HAVE ADOPTED THIS DECISION:

Article 1

For the general budget of the European Union for the financial year 2014, the European Globalisation Adjustment Fund (EGF) shall be mobilised to provide the sum of EUR 3 010 985 in commitment and payment appropriations.

Article 2

This Decision shall be published in the Official Journal of the European Union.

Done at Brussels,

For the European Parliament                        For the Council

The President                                                 The President

[1]               OJ L 347, 20.12.2013, p. 884.

[2]               OJ L 406, 30.12.2006, p. 1.

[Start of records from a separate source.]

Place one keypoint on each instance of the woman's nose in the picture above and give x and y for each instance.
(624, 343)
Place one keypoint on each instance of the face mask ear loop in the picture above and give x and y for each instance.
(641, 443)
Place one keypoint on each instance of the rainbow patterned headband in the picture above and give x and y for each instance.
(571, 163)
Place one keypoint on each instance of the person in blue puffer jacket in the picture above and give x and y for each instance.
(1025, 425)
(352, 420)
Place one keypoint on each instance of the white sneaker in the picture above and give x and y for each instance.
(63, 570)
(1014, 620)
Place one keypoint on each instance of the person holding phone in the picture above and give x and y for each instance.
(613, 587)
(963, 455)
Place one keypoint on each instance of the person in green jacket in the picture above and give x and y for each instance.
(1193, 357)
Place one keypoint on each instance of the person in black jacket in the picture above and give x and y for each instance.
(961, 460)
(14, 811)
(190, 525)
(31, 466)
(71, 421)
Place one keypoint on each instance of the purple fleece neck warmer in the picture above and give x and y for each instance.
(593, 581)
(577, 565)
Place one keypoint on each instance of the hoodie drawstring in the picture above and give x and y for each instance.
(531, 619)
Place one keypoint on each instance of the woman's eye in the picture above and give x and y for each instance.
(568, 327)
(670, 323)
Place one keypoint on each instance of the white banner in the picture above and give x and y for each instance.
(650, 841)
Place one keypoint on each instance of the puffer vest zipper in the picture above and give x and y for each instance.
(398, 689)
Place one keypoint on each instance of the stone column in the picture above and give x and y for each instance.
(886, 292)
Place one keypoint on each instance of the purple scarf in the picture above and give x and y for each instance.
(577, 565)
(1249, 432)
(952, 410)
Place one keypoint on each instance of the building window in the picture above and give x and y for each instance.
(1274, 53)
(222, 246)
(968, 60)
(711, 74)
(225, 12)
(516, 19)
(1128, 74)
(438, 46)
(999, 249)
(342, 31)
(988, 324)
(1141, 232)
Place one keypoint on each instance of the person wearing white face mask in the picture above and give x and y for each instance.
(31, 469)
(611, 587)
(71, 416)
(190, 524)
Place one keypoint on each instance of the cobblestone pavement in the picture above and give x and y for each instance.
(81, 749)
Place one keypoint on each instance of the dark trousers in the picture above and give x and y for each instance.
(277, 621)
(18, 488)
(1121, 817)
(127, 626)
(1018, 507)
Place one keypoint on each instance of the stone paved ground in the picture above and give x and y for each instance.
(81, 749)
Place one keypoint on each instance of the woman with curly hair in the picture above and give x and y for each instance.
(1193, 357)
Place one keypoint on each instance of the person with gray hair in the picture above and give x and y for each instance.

[3]               In accordance with the third paragraph of Article 3 of Regulation (EC) No 1927/2006.

[4]               Statistical Classification of Economic Activities revision 2.       http://ec.europa.eu/eurostat/ramon/nomenclatures/index.cfm?TargetUrl=LST_NOM_DTL&StrNom=NACE_REV2&StrLanguageCode=EN&IntPcKey=&StrLayoutCode=HIERARCHIC

[5]               Standard International Trade Classification revision 4.              http://unstats.un.org/unsd/publication/SeriesM/SeriesM_34rev4E.pdf

[6]               Source: Eurostat (online data code: DS_018995).

[7]               Source: Eurostat (online data code: lfsq_egan22d).

[8]               The CIG scheme consists in a financial benefit paid by the Istituto Nazionale della Previdenza Sociale – INPS (National Social Security Institute) to workers suspended from work performance or working reduced hours.

[9]               Source: ISTAT.

[10]             Source: Banca d’Italia.

[11]             Source: Eurostat.

[12]             OJ C 373, 20.12.2013, p. 1.

[13]             OJ L 406, 30.12.2006, p. 1.

[14]             OJ C 373, 20.12.2013, p. 1.

[15]             OJ C […], […], p. […].

[16]             OJ L 347, 20.12.2013, p. 884.